My files only go from early 1989 through about 1995 when I bowed out. Other people, in other parts of the country, can continue the story, post-1995. One person who has written much of this history is Judy Malloy, an early social media poet and arts writer, and an important Arts Wire staff member. Recently she wrote a chapter about Arts Wire for a book she edited, Social Media Archeology and Poetics, published last year.1 One of my favorite quotes from that chapter comes from Kenny Greenberg, who, in a 1994 review of Arts Wire for Internet World, observed:

As with art—Gophers, SIGs, and HTTP sites notwithstanding—it is the human spirit that makes Arts Wire special.

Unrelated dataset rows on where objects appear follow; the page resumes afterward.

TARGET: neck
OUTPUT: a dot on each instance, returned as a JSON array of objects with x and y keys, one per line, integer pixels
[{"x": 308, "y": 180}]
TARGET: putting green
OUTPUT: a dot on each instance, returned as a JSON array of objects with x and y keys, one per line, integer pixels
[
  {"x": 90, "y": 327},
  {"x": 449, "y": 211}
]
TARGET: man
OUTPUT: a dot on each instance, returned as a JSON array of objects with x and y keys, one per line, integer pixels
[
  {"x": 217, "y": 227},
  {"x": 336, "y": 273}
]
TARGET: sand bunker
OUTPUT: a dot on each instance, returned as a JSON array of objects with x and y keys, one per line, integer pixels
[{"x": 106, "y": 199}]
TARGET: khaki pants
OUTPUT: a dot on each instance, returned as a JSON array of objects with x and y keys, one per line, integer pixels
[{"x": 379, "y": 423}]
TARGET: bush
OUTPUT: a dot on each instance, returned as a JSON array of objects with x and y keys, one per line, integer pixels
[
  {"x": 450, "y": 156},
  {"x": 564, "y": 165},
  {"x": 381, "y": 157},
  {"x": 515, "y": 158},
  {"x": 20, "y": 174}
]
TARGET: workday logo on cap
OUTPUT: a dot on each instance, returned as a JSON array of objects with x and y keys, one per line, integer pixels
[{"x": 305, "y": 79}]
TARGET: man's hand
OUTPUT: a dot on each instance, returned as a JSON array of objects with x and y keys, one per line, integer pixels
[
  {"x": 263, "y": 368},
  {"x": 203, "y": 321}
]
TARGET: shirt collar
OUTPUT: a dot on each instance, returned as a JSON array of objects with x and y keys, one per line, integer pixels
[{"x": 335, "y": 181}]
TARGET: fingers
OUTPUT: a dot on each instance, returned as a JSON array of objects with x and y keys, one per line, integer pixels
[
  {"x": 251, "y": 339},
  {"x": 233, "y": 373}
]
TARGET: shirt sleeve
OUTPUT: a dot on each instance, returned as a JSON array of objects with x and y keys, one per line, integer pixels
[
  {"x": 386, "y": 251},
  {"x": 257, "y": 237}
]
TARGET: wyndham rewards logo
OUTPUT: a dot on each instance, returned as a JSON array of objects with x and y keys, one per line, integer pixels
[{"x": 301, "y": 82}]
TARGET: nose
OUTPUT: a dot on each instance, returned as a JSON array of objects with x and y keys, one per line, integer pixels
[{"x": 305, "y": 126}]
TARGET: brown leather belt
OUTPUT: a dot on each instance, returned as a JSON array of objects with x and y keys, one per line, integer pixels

The voices behind the information and the personal reactions to the data make Arts Wire a lively place.

1  Social Media Archeology and Poetics, edited by Judy Malloy, published by The MIT Press, 2016.

This work is possible because of support from the Jini Dellaccio Project.


8 Comments

  1. Yessiree, we coopted our phone lines to fire up our 1200 baud modems and barrage each other with chunks of ASCII text significantly longer than 140 characters, and we liked it. (-;

    Sounds like a great project. It’d be interesting to learn more about what grew out of Arts Wire.

  2. Thanks for the memories, Steve!

    One thing I remember about those modems is trying to connect from a hotel room. It often meant moving the bed to find the phone jack and then figuring out how many commas to add to the address to get past the hotel’s switchboard.

    You also inspired me to estimate the number of characters in the 1992 Arts Wire banner at the top of this post. It’s about 315, quite a few more than a tweet today!

  3. Thanks to Judy, I just found this post. Thanks, Anne, for being a hoarder, I mean an archivist! 😉 In the late ‘80s, I started an organization called ArtFBI (Artists for a Better Image) to study stereotypes of artists in contemporary culture. I also was on the board of Arts Wire.

    While I had access to the net in the early ‘90s, I knew local artists in the Baltimore/DC area were not connected. So, I produced a monthly faxazine of art news and information. I still have all the issues. You can see ArtFBI’s web page at https://outtacontext.com/projects/artfbi

    1. What a treat to find a comment from you, Jeff! Of course I remember ArtFBI and the role you played at Arts Wire. We didn’t have websites back then, in fact, almost nobody did. Before the web showed up, I wanted artists to be the ones who created a graphic user interface for everybody (ah, the phantom GUI). Many thanks to Judy for making connections!